Cela étant, l'ouvrage semble reprendre de nombreux concepts déjà développés par d'autres (Angela Davis, bell hooks, etc.) avec un apport personnel très limité. L'autrice n'a pas vraiment de nouvelles solutions à proposer et les constats dressés ne sont que trop souvent des redites d'autres travaux. Les passages sur la prostitution et les débats entre différents courants de pensée à ce sujet sont assez significatifs également tant ils évoquent une lutte sans aller très loin dans l'argumentation.
En somme, Une théorie féministe de la violence verse trop souvent dans la récension répétitive et n'apporte pas suffisamment de contenus théoriques utiles, dans le fond comme dans la forme. Ce qui est regrettable car l'autrice mobilise de nombreux sujets intéressants et met le doigt sur les affres d'une approche féministe sécuritaire, mais sans proposer d'alternatives concrètes.
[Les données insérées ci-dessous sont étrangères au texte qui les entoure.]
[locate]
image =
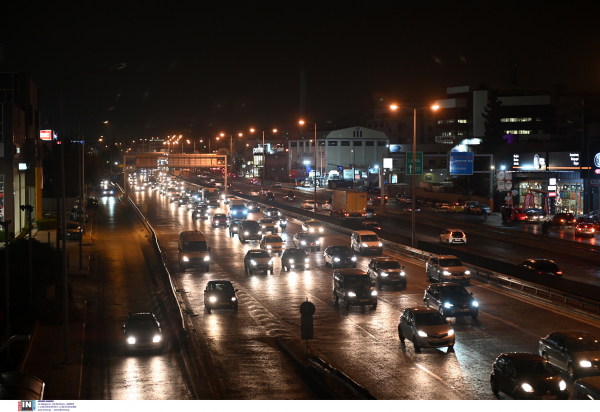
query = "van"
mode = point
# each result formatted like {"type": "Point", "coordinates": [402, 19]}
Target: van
{"type": "Point", "coordinates": [587, 388]}
{"type": "Point", "coordinates": [193, 251]}
{"type": "Point", "coordinates": [365, 241]}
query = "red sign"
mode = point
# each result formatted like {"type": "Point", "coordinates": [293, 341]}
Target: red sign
{"type": "Point", "coordinates": [46, 134]}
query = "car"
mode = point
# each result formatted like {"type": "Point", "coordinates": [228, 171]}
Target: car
{"type": "Point", "coordinates": [257, 260]}
{"type": "Point", "coordinates": [308, 205]}
{"type": "Point", "coordinates": [386, 271]}
{"type": "Point", "coordinates": [339, 256]}
{"type": "Point", "coordinates": [220, 294]}
{"type": "Point", "coordinates": [313, 226]}
{"type": "Point", "coordinates": [200, 212]}
{"type": "Point", "coordinates": [272, 212]}
{"type": "Point", "coordinates": [453, 236]}
{"type": "Point", "coordinates": [574, 351]}
{"type": "Point", "coordinates": [425, 328]}
{"type": "Point", "coordinates": [289, 196]}
{"type": "Point", "coordinates": [451, 299]}
{"type": "Point", "coordinates": [585, 229]}
{"type": "Point", "coordinates": [220, 220]}
{"type": "Point", "coordinates": [542, 266]}
{"type": "Point", "coordinates": [268, 225]}
{"type": "Point", "coordinates": [141, 331]}
{"type": "Point", "coordinates": [526, 376]}
{"type": "Point", "coordinates": [447, 268]}
{"type": "Point", "coordinates": [294, 258]}
{"type": "Point", "coordinates": [479, 208]}
{"type": "Point", "coordinates": [74, 230]}
{"type": "Point", "coordinates": [354, 287]}
{"type": "Point", "coordinates": [307, 241]}
{"type": "Point", "coordinates": [272, 243]}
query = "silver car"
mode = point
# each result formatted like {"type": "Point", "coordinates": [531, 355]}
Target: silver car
{"type": "Point", "coordinates": [574, 351]}
{"type": "Point", "coordinates": [426, 328]}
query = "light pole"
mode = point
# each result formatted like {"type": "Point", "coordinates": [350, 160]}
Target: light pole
{"type": "Point", "coordinates": [315, 149]}
{"type": "Point", "coordinates": [414, 168]}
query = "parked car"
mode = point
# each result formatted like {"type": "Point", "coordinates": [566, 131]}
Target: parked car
{"type": "Point", "coordinates": [425, 328]}
{"type": "Point", "coordinates": [220, 294]}
{"type": "Point", "coordinates": [451, 299]}
{"type": "Point", "coordinates": [574, 351]}
{"type": "Point", "coordinates": [447, 268]}
{"type": "Point", "coordinates": [526, 376]}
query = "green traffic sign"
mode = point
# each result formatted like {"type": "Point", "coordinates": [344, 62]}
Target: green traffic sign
{"type": "Point", "coordinates": [410, 165]}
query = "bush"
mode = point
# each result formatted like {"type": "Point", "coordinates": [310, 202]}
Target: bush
{"type": "Point", "coordinates": [47, 224]}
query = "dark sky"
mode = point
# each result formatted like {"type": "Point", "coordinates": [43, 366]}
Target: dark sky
{"type": "Point", "coordinates": [227, 67]}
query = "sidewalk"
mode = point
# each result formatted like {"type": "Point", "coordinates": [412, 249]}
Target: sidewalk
{"type": "Point", "coordinates": [45, 358]}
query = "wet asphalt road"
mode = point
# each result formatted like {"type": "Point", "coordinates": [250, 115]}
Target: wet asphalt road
{"type": "Point", "coordinates": [361, 341]}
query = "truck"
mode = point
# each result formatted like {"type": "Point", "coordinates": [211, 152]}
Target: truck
{"type": "Point", "coordinates": [349, 204]}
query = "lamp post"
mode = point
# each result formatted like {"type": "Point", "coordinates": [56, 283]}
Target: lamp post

Si ce n'est un "droit au repos" et une "culture de l'amour révolutionnaire" qui me paraissent bien insuffisantes face aux structures oppressives dressés face à nous
Enfin, la mobilisation de figures contrastées comme Michel Foucault et Houria Boulteldja, ainsi que l'absence totale de mention des oppressions antisémites, me paraissent être un gros défaut dans un ouvrage qui ne se prive pas de répéter à plusieurs reprises la liste des oppressions envers lesquelles nous devons toustes lutter.